The note announcing the death of Ruby Fitzgerald, age 95, began with a photo (below) and ended with a brief note “The tiny plaque pictured on the front of this card graced Ruby’s kitchen wall for most of her life.”
(click on picture to enlarge)
Saturday, I was fortunate to be in a room filled with people who all were privileged to know Ruby over the years. I think Ruby would have been very pleased. Here is the written story of Ruby Fitzgerald as presented by her family: Ruby Fitzgerald002.
My mother and Ruby were first cousins; actually double cousins: their respective Mom and Dads were brother and sister, and they grew up on adjoining farms in rural Berlin, North Dakota.
As happens, family life paths diverged, and because of geography, they only rarely saw each other, and we didn’t get to know Ruby.
Ruby and my Aunt Edithe, born two months apart, graduated from the same high school in the Berlin High School class of 1938. Their families and many others had weathered the very worst of the Great Depression together. Probably from that experience came the significance of Ruby’s plaque pictured in the death announcement.

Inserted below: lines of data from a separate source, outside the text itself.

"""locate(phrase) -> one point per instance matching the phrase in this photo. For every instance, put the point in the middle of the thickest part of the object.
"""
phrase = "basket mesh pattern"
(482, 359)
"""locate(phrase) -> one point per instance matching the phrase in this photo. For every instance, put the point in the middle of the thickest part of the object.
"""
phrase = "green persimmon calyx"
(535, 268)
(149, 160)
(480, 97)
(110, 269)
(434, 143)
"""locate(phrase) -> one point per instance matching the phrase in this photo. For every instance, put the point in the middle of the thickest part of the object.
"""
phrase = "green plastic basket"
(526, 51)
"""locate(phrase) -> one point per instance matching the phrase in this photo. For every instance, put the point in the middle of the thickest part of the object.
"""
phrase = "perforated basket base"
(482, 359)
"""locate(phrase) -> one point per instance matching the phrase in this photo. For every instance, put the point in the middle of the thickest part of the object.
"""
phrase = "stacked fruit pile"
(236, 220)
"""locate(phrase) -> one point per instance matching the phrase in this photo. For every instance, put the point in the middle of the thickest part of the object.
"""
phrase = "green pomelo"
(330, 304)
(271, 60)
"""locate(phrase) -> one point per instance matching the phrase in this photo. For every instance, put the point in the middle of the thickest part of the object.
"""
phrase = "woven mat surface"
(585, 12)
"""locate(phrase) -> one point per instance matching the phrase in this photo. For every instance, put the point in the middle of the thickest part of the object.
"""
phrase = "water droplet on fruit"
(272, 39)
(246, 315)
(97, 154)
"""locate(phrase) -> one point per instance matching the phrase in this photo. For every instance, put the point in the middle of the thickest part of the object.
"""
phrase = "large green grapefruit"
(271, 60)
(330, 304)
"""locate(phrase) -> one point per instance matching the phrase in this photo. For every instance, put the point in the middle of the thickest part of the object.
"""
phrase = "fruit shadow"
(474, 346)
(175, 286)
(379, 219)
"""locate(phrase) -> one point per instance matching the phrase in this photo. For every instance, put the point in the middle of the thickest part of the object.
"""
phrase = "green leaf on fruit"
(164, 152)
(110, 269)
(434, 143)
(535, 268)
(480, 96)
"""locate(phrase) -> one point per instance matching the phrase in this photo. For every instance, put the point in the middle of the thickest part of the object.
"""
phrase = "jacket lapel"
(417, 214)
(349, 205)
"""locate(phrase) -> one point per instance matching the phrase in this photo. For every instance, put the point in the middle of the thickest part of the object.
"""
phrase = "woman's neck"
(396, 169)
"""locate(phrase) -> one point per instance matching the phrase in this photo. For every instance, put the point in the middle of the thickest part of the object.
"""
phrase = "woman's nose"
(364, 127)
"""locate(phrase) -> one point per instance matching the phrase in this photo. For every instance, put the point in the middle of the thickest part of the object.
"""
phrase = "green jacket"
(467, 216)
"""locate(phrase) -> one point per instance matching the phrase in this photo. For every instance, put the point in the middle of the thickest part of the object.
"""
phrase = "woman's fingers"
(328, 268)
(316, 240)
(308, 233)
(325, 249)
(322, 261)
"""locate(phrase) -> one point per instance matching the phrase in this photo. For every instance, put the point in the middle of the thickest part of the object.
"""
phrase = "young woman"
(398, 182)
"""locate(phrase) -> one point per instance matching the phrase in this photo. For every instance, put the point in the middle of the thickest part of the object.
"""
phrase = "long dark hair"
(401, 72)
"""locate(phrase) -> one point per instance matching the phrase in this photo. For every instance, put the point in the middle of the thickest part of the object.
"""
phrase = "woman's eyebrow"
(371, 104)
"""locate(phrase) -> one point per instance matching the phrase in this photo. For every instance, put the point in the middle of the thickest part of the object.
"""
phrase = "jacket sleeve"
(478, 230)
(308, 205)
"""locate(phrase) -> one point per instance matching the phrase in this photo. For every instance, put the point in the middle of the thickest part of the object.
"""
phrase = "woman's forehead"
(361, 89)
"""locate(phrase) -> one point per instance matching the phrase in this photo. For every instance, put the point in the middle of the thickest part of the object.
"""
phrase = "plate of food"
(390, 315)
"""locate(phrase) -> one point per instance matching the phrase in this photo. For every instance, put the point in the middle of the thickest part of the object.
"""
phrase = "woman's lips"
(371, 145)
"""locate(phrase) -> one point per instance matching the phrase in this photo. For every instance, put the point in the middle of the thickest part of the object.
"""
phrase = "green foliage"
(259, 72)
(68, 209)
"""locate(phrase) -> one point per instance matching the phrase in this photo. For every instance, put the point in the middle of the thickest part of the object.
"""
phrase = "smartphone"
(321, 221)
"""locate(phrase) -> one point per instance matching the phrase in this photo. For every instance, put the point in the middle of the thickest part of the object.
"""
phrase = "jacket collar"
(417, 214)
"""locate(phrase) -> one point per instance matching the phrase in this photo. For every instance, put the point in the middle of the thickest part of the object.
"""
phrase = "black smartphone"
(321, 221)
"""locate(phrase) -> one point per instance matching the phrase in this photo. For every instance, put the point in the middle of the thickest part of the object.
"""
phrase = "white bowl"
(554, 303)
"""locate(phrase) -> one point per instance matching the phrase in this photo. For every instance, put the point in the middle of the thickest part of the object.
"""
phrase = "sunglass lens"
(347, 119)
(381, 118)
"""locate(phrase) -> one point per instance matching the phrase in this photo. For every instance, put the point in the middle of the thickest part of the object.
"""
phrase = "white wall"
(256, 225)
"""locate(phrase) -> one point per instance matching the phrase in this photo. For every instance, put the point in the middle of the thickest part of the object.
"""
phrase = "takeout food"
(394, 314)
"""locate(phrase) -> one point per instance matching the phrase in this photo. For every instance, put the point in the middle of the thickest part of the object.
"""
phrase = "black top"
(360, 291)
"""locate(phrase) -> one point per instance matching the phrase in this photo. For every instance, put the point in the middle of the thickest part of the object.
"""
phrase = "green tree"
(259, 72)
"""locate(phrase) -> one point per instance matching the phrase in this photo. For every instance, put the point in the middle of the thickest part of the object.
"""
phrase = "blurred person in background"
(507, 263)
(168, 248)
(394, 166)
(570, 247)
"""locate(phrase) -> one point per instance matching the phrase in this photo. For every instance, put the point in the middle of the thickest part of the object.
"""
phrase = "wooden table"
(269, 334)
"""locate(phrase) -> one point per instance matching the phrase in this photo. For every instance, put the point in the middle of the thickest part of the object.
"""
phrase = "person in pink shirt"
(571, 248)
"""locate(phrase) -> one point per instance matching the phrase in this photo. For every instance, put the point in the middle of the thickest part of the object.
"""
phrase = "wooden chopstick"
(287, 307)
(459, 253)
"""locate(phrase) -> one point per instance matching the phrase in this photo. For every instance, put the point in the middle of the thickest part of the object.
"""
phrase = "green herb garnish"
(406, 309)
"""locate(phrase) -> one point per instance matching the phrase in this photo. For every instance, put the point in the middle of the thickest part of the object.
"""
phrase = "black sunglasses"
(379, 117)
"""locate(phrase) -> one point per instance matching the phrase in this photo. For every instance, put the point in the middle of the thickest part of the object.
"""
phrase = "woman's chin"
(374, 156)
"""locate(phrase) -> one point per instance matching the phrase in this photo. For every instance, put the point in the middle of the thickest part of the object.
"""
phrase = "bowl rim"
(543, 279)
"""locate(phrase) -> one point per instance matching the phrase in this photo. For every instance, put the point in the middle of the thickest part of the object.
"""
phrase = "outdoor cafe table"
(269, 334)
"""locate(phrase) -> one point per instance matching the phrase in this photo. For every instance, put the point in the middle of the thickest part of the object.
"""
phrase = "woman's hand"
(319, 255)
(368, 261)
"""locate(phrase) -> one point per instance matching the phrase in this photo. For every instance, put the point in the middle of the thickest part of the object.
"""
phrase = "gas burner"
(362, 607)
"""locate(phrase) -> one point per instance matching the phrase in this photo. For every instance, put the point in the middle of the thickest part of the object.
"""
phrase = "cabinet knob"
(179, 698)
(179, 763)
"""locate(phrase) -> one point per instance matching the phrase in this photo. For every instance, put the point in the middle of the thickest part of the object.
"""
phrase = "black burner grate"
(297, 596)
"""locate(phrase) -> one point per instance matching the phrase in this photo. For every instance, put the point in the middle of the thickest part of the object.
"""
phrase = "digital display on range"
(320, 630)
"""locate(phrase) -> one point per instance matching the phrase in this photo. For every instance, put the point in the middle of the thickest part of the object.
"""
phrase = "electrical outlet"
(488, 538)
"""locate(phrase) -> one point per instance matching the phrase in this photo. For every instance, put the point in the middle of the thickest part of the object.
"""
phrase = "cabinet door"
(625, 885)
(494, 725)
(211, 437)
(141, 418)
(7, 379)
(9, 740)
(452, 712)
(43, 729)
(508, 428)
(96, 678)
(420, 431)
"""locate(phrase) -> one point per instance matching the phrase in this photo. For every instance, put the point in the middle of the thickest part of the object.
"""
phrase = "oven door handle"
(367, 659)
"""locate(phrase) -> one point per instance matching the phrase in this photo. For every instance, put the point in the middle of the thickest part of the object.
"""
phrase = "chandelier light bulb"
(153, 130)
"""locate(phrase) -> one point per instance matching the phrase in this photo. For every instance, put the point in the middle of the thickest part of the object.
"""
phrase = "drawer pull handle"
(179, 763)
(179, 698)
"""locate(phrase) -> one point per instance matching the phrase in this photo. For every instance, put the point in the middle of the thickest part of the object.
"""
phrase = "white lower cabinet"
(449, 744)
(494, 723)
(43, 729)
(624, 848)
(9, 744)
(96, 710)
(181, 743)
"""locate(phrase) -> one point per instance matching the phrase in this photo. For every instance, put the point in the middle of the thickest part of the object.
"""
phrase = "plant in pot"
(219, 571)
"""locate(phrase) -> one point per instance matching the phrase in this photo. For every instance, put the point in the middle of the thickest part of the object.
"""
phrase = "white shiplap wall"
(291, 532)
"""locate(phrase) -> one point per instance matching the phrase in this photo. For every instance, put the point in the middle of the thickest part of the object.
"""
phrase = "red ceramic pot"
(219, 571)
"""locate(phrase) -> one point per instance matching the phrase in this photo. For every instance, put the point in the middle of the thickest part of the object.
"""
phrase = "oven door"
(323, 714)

Ruby was an honor student, and had a scholarship to Jamestown College, but there was no money to go to college. That is how the Great Depression was.
In 1993, for a Busch-Berning family history, Ruby wrote a very vivid descriptive story of her years on the North Dakota farm . You can read it here: Ruby Fitzgerald 1993001. Anyone of a certain age, who grew up in rural North Dakota, will quickly identify with her description of rural life.
I only saw the Fitzgeralds a few times, but the visits are remembered fondly. For some reason, way back, I drove the then-country Jamaca Avenue west of Stillwater to visit them at their small farm. Most likely, then, I was starting my search for the family history of the Busch and Berning families. Their’s was a warm, hospitable place.
By good fortune, in going through my Busch family pictures this summer, I came across a photo of Ruby and her twin sister Ruth taken about 1921.
I took the photo to Ruby at the Ramsey County Nursing Home on Father’s day weekend, and she filled in the details of a fact I had known for years, without knowing the details. She was obviously moved by the photo.
She said that Ruth, her sister, had died at age 2 1/2 of whooping cough, most likely at the rural Cuba City WI farm home of her mother, Christina’s, parents, Wilhelm and Christina Busch. (After 13 years in North Dakota, the family went back home for the birth of the twins; thence they stayed in Wisconsin or Dubuque for another thirteen years before returning to the North Dakota farm, which they had rented out. The plant in which Ruth’s Dad worked had closed, and as I heard another family member say, at least on the farm they could have a garden, and eat. That is how it was.)
Three weeks after she saw the photo, Ruby died.
We all have our stories.
Ruby lives on through a wonderful family, and great memories.
I’m honored I could be present on Saturday. Ruby is at peace, and our world is the better for her having been with us.
Ruby is 4th from left in the photo.
Hello Mr. Bernard… How crazy that I was sitting in that same room on Saturday and happened to run across this piece from you. You may or may not remember me from Merger time… I was one of the MFTers. What a beautiful tribute to my very dear friend Kate’s mother. Small world indeed. Had I known or had I recognized you, I would have said hello. Thank you for this lovely piece.